Research scientist Eirik Svendsen in his lab at SINTEF.

“It will be interesting to monitor and compare several individual fish in net pens within a given facility under the highest and lowest levels of exposure, respectively,” Pascal Klebert says. He is a research scientist at SINTEF.

However, to be able to interpret observations from a given population, researchers must examine the behaviour of individual fish under many different conditions.

“In practice, we need to gather a forest of data on the various aspects of fish behaviour before we can identify the ‘trees’ – the things we really want to know,” Svendsen says.

Advanced implant offers new opportunities

The newly developed implant will be used to gather data. It is designed to acquire larger volumes of data than any other existing system – and all of it simultaneously. 

Moreover, the fish don’t have to carry several different sensors in their abdominal cavities. The implant is cylindrical – just 47 milimetres long with a diameter of 13 milimetres. It contains a battery, a memory card, and a microcontroller. It is fitted with measuring devices for gathering data on blood oxygen content, heart rate, levels of activity, directional orientation, and temperature.

“It hasn’t previously been possible to gather all these types of data simultaneously,” Svendsen says.

He envisages a future system whereby a selected group of so-called ‘sentinel’ fish, fitted with implants, will be introduced to each net pen in a given facility. The sensors in the implants will gather data that will be used to determine a ‘welfare score’.

“It will not necessarily always be appropriate simply to use a single, precise score. However, based on our existing knowledge, an acceptable score can be defined as a threshold value. When the microcontroller in the implant analyses the data, it will send a message if the score falls below the acceptable welfare threshold. This will give fish farm operators clear notification to start investigating for causes and implementing measures in the net pen where the poor score is recorded," he says.

Are the fish inconvenienced by the implant?

According to Svendsen, so-called welfare-related indicators such as heart rate and swimming activity become normalised after a given period following insertion of the implant.

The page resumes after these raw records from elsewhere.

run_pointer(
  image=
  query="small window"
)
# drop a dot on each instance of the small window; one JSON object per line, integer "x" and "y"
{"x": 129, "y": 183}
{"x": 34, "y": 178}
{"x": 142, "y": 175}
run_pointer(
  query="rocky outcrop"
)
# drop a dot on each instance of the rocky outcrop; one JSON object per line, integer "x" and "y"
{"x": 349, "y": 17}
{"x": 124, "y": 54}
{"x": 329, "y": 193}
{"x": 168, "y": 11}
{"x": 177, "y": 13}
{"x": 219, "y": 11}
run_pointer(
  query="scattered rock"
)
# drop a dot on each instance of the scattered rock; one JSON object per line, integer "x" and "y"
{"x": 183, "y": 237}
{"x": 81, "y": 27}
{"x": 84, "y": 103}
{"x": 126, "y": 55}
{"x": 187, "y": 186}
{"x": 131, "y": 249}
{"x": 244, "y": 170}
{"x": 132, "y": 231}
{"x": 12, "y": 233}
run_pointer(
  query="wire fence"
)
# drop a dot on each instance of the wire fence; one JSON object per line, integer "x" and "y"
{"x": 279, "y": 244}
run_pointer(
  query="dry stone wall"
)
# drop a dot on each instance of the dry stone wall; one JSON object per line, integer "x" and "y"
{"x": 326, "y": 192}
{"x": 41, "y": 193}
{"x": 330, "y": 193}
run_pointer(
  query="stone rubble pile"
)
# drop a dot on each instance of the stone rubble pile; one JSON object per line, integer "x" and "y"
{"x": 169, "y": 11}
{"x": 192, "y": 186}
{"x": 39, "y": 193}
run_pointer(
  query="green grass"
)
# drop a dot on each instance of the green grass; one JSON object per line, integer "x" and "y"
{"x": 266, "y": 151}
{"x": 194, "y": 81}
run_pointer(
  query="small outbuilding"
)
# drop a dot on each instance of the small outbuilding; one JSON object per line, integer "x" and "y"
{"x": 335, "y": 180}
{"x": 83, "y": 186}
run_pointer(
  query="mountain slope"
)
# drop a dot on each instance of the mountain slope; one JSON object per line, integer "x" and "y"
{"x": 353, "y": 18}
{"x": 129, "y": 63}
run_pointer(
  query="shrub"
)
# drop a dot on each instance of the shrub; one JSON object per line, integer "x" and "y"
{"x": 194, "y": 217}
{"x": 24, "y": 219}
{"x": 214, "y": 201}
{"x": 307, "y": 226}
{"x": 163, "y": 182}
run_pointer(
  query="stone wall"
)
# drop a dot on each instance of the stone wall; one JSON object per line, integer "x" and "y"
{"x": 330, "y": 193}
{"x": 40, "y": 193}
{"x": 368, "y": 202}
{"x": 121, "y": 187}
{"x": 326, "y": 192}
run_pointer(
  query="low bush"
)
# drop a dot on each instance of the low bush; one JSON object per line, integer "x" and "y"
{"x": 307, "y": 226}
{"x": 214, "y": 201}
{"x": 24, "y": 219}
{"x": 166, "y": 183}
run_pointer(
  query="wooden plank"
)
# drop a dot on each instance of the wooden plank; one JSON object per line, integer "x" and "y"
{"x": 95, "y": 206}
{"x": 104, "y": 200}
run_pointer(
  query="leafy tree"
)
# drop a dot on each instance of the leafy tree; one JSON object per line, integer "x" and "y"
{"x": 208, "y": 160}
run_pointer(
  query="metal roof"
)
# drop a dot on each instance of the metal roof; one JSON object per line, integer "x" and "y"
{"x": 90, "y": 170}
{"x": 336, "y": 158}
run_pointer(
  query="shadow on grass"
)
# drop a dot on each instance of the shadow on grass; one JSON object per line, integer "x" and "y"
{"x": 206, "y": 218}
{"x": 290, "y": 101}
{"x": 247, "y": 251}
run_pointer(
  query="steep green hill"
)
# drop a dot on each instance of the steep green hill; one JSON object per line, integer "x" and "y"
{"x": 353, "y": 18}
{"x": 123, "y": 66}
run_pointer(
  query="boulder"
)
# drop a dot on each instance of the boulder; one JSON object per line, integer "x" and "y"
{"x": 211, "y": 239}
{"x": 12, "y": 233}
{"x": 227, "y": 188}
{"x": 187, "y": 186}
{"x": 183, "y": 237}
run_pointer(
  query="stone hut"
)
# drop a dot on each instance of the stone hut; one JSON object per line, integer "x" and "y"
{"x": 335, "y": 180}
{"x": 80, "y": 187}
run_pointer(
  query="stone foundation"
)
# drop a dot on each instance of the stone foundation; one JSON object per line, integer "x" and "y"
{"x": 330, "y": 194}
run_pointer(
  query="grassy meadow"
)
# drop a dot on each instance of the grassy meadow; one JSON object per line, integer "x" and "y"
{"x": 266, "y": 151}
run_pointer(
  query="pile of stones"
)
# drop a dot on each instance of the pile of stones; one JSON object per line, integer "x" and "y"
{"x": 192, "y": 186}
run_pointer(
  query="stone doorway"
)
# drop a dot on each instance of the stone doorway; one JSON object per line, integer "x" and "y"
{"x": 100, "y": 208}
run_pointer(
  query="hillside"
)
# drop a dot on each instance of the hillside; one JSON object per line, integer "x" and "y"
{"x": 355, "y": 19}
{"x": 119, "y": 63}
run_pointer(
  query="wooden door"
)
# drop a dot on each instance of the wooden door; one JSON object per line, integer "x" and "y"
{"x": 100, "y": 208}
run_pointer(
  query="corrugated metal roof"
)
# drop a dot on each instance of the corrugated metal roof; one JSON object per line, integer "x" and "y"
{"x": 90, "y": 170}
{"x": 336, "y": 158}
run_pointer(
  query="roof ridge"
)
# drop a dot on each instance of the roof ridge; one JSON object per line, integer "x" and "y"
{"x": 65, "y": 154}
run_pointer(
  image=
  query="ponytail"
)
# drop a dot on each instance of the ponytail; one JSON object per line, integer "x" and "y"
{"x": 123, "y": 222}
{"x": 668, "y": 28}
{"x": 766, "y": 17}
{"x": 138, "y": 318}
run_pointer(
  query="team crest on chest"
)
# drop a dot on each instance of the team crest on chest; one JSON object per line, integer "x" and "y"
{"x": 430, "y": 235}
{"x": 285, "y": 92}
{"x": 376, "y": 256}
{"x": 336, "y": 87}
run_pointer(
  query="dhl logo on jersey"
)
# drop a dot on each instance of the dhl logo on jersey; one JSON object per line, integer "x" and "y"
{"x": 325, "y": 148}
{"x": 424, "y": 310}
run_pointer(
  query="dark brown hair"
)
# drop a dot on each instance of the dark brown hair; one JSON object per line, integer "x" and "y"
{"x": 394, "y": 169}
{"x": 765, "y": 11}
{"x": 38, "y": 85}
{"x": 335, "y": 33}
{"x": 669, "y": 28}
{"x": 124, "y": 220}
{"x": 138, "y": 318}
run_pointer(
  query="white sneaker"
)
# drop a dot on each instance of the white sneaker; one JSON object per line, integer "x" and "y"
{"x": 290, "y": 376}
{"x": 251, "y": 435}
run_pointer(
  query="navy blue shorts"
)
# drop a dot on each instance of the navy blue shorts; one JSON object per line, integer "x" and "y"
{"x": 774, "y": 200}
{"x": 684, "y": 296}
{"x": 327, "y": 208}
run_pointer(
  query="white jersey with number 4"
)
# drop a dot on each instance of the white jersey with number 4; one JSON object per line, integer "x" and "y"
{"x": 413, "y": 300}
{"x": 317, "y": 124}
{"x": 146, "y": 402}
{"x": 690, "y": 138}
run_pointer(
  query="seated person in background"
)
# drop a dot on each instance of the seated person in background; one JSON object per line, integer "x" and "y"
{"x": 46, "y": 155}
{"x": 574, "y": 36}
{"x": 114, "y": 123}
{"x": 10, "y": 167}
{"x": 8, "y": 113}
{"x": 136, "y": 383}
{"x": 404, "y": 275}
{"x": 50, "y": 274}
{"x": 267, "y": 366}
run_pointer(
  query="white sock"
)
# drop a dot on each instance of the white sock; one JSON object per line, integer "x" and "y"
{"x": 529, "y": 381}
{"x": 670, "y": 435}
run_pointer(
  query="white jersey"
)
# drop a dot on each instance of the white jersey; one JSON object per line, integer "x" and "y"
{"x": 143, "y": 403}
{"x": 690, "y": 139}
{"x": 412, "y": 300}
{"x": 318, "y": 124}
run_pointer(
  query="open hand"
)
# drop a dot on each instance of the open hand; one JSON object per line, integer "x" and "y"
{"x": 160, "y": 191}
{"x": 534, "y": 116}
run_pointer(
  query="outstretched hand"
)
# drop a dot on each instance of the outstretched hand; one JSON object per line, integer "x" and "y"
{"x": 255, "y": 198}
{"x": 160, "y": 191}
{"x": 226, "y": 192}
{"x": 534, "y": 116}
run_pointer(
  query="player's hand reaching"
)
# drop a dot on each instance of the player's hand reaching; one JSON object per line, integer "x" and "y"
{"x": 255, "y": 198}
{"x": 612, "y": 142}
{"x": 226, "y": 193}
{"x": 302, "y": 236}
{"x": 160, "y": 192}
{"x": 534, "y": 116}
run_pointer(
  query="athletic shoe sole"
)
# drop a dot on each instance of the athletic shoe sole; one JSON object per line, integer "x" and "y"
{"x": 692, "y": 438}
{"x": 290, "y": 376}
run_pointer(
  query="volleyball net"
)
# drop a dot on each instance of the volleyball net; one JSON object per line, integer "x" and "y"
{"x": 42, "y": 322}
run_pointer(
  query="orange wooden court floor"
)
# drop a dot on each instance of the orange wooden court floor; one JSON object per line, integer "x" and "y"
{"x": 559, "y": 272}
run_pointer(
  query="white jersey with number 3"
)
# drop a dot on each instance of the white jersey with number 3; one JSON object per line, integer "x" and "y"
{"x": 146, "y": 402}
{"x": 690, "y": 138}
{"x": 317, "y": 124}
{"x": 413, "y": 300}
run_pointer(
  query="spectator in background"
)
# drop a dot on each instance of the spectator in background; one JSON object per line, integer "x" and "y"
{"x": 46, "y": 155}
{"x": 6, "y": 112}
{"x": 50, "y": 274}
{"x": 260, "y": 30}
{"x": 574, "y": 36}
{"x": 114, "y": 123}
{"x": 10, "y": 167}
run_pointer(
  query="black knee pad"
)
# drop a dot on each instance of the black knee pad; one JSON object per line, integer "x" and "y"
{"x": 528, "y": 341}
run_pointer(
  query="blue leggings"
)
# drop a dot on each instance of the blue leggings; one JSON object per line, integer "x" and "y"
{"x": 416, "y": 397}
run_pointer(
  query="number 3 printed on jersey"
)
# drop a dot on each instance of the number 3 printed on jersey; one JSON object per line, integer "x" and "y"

“On this basis we can assume that a fish has recovered and is not being inconvenienced to any great extent by the implant. However, complications such as infections may arise, so this is a complex issue,” he says.

Naturally, the fish need to be large enough to accommodate an implant, even though it is relatively small. 

“Fish should also be allowed time to recover after insertion. This is important because it will minimise any negative impacts that may bias the results,” he says.

Real world application

The first new task for the researchers is to improve the design of the implant. 

“We’ll be conducting thorough tests on fish in swim tunnels, combined with data acquisition in net pens," Svendsen says.

It is important that the new measurement approaches are applicable at full-scale in fish farms under operational conditions. 

"We can do a lot of clever stuff in the lab but, in this project, we want to measure the links between physiology and behaviour in the real world where farmed fish actually live,” he says.

About the project

In October, Svendsen defended his doctorate at the Department of Engineering Cybernetics at NTNU. SINTEF has accumulated a number of projects under the umbrella portfolio ‘RACE’, which Svendsen describes as groundbreaking. The further development and testing of the sensor conducted by Svendsen as part of his doctoral studies is just one example of the work being carried out in net pens operated by SINTEF under a research licence. 

The implant has been developed as part of the project Salmon Insight, funded by the Research Council of Norway.